The standard adult dose of THEOLIXIR is: Oral: 200-400 mg every 6 hours (maximum 1600 mg/day) as sustained-release tablets or liquid. Inhalation: Not applicable.. The standard adult dose of AEROLATE JR is: 1-2 inhalations (35-50 mcg/inhalation) twice daily via oral inhalation.. Dosing should always be individualized based on indication, renal and hepatic function, age, and other patient factors.
No direct drug-drug interaction has been formally documented between THEOLIXIR and AEROLATE JR in current clinical databases. However, individual patient risk factors including other medications, organ function, and comorbidities should always be evaluated by a qualified healthcare provider.

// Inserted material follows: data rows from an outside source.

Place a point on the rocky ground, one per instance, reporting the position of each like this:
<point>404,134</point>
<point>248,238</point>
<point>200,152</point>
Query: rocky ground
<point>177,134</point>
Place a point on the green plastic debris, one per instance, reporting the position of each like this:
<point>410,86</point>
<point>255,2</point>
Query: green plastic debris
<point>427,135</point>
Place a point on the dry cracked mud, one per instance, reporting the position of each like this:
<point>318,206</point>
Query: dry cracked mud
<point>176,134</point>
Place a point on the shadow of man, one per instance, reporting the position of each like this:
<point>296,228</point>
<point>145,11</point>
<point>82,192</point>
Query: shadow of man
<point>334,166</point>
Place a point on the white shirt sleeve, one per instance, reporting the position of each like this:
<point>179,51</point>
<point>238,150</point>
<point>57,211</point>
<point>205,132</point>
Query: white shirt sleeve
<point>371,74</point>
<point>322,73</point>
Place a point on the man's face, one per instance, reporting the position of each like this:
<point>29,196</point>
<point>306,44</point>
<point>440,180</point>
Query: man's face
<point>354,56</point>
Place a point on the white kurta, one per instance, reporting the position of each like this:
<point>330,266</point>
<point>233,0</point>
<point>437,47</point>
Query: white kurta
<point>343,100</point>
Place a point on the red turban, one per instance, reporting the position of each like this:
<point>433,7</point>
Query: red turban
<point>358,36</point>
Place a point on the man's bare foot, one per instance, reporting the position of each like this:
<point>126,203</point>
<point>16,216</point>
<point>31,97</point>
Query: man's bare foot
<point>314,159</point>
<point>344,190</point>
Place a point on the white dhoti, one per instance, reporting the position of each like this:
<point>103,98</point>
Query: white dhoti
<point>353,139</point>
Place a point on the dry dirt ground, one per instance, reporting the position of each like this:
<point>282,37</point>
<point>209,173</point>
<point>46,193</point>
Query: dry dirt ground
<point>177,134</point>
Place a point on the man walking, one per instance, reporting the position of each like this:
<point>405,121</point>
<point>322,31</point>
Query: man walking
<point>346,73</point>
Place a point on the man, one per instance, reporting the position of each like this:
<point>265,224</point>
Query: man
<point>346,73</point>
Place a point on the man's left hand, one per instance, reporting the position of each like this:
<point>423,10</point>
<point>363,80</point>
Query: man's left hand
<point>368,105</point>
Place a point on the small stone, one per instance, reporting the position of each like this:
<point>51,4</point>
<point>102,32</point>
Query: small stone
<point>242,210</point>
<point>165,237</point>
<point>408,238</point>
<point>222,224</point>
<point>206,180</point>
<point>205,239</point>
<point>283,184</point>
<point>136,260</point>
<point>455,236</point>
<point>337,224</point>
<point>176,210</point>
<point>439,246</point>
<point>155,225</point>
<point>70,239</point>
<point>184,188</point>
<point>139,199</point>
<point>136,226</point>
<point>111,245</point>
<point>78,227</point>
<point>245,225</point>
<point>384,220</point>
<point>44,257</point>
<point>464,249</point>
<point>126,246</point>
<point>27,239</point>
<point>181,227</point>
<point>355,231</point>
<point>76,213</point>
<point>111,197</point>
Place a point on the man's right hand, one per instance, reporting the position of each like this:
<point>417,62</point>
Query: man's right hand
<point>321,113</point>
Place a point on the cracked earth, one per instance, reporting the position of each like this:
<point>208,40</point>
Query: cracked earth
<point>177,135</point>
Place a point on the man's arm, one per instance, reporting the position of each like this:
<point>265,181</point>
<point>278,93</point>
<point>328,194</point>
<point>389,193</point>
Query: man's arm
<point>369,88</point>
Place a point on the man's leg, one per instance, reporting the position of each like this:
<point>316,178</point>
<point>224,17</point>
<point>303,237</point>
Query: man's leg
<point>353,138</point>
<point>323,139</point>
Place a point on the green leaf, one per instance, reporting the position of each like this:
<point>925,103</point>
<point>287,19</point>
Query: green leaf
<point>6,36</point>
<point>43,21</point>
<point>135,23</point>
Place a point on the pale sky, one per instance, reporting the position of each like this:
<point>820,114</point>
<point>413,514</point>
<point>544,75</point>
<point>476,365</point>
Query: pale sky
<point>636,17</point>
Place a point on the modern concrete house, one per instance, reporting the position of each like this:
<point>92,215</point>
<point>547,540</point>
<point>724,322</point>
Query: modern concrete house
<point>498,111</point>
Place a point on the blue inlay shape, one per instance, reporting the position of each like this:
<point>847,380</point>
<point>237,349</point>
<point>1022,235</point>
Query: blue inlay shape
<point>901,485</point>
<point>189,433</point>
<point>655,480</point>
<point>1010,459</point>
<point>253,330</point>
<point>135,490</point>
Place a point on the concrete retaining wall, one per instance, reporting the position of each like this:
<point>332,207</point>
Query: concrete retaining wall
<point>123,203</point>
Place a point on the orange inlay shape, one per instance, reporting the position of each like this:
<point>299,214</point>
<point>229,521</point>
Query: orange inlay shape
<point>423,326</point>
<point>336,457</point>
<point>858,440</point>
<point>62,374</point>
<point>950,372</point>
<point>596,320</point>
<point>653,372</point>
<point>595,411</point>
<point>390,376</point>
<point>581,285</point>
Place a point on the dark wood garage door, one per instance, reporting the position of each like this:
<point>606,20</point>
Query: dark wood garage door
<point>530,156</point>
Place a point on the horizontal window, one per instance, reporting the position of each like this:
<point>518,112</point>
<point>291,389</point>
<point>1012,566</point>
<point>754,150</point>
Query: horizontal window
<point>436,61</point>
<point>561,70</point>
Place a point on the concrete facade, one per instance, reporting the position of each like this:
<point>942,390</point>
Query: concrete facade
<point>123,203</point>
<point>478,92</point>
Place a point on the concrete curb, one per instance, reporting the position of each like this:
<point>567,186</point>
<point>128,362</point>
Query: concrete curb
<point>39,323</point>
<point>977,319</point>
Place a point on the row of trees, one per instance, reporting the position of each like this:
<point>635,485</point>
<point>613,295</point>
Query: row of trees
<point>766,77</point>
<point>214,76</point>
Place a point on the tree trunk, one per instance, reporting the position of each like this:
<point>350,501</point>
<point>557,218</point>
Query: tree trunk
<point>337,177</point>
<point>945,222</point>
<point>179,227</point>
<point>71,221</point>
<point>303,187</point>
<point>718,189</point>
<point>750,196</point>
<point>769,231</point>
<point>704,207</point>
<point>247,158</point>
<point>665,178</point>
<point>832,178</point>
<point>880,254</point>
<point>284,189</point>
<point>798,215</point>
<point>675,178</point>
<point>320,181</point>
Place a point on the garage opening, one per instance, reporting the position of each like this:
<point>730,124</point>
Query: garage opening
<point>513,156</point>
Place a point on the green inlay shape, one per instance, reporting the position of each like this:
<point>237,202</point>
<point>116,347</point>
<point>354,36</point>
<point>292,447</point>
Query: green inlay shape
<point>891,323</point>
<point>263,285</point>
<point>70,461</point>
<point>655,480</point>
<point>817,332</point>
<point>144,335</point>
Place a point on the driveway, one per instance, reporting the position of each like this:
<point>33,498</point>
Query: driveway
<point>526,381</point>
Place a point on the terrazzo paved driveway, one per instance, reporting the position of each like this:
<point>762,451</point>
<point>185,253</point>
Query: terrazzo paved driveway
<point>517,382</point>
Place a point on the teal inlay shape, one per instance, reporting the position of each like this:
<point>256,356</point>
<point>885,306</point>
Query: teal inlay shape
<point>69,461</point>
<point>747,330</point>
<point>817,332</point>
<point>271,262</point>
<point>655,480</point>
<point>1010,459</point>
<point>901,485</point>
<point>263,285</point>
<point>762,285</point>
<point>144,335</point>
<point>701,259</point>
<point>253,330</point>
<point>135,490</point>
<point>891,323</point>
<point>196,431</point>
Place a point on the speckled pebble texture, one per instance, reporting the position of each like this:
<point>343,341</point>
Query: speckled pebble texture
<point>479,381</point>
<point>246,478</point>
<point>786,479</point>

The maternal-fetal safety profiles differ. THEOLIXIR is classified as Category C. Theophylline (active ingredient in THEOLIXIR) is not a major human teratogen. First trimester: Limited data show no consistent association with major malformations. Second/Third tr. AEROLATE JR is classified as Category C. FDA Pregnancy Category C. First trimester: No human studies; animal studies show fetal loss, delayed ossification. Second/third trimester: Risk of neonatal hypoglycemia if used nea. Always consult a maternal-fetal medicine specialist before taking either drug during pregnancy or lactation.